Issue #91 - Translating Translationese: A Two-Step Approach to Unsupervised Machine Translation
Introduction
Unsupervised Machine Translation (MT) is the technology that we use to train MT engines when parallel data is not used, at least not directly. We have discussed some interesting approaches in several previous posts for unsupervised MT (Issues #11 and #28) and some related topics (Issues #6, #25 and #66). Training MT engines requires the existence of parallel data, and these ideas are focused on how to do that with little or no parallel data. In this post, we review a two-step approach proposed by Pourdamghani et al. (2019), called translating “translationese”.
Translating with Translationese
The idea of the two-step approach is simple, whereby a dictionary is used to turn an input sentence into a “translationese”, a pseudo translation, and then an MT engine is trained with parallel data where the source side is also converted to translationese. For the dictionary, rather than using existing ones, Pourdamghani et al. (2019) decided to use automatically built dictionaries, following the approach proposed by Lample et al. (2018). A word-by-word translation is then performed using the automatically built dictionaries to turn input sentences into translationese.

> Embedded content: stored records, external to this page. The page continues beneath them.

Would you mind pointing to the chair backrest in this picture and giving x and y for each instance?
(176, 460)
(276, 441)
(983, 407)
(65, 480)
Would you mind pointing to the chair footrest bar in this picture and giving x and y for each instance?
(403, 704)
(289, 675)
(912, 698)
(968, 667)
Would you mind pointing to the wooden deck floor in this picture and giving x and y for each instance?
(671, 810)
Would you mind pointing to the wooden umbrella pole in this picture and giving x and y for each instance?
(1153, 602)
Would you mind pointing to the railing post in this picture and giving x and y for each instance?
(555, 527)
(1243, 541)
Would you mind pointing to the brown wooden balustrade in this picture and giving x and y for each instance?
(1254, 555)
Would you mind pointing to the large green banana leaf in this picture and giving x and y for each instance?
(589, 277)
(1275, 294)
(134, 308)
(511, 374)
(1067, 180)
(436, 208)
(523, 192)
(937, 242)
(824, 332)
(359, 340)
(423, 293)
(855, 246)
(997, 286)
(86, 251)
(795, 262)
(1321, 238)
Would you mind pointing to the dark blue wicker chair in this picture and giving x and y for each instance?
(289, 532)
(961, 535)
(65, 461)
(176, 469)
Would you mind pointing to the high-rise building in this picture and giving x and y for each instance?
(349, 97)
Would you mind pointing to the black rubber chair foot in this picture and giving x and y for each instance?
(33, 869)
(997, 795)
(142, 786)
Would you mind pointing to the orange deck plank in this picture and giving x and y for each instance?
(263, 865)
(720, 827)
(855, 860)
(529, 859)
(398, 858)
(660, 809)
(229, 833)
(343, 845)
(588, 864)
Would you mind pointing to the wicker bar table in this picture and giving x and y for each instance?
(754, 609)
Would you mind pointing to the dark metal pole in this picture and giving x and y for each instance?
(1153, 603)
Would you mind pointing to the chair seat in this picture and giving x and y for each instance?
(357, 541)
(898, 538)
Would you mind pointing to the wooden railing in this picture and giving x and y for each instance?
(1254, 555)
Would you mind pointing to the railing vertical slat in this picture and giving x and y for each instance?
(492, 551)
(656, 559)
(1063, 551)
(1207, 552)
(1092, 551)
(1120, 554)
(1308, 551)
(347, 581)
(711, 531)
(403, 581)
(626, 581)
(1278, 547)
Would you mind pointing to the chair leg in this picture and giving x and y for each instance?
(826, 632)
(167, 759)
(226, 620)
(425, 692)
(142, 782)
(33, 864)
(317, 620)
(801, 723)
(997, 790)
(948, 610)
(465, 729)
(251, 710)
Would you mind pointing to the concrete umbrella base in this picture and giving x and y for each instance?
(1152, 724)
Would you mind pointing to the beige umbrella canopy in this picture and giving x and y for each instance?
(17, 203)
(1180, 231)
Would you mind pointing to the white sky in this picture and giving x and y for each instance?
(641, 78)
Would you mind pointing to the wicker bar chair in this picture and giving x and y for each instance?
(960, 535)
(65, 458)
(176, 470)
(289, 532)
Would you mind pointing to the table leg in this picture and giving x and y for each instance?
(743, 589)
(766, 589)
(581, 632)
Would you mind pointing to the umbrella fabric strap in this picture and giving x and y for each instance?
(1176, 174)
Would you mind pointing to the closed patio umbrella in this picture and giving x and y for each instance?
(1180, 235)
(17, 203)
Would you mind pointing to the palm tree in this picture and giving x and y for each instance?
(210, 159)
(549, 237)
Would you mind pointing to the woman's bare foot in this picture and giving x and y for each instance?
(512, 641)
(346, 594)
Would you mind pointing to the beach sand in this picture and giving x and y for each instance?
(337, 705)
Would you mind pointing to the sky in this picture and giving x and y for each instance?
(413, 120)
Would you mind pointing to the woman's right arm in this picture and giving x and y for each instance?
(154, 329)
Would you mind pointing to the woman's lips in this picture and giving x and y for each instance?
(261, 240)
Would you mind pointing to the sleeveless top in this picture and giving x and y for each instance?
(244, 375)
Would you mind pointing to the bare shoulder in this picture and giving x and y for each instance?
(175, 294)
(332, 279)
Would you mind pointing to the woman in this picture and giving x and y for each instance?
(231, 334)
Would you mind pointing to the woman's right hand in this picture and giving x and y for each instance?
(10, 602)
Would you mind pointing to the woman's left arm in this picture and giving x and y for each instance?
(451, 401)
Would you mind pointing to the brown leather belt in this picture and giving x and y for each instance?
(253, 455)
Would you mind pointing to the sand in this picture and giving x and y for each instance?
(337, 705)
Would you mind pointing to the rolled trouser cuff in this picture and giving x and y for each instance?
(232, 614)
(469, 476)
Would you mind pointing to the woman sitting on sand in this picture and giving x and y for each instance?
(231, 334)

The MT engine itself is a transformer model trained with parallel data which came from a diverse set of high-resource language pairs, where the source sides of these language pairs are replaced by translationese (from word-by-word translation via automatically built dictionaries). Therefore, there is only one model to translate all the translationese “sentences” into the target language. Table 1. Translation results (in terms of BLEU scores) on Czech (cs), Spanish (es), Finnish (fi), Dutch (nl), Bulgarian (bg), Danish (da), Indonesian (id), Polish (pl), Portuguese (pt), and Catalan (ca). Excerpted from Pourdamghani et al. (2019).
Experiments and Results
The table shows the BLEU scores of the translationese and the resulting translation on ten language pairs. Pourdamghani et al. (2019) also show that the MT engine in general performed better on high-resource language pairs, e.g. French-to-English, and Russian-to-English. The benefits the approach brought about are:1) using pseudo-translation (translationese) to minimize the complexity MT engines need to learn from the source language, and
2) training a single model to translate from translationese (which are automatically turned from various source languages) to the target.
Therefore, the MT engine itself can focus on learning to translate from translationese (a “kind” of target language) to the target language.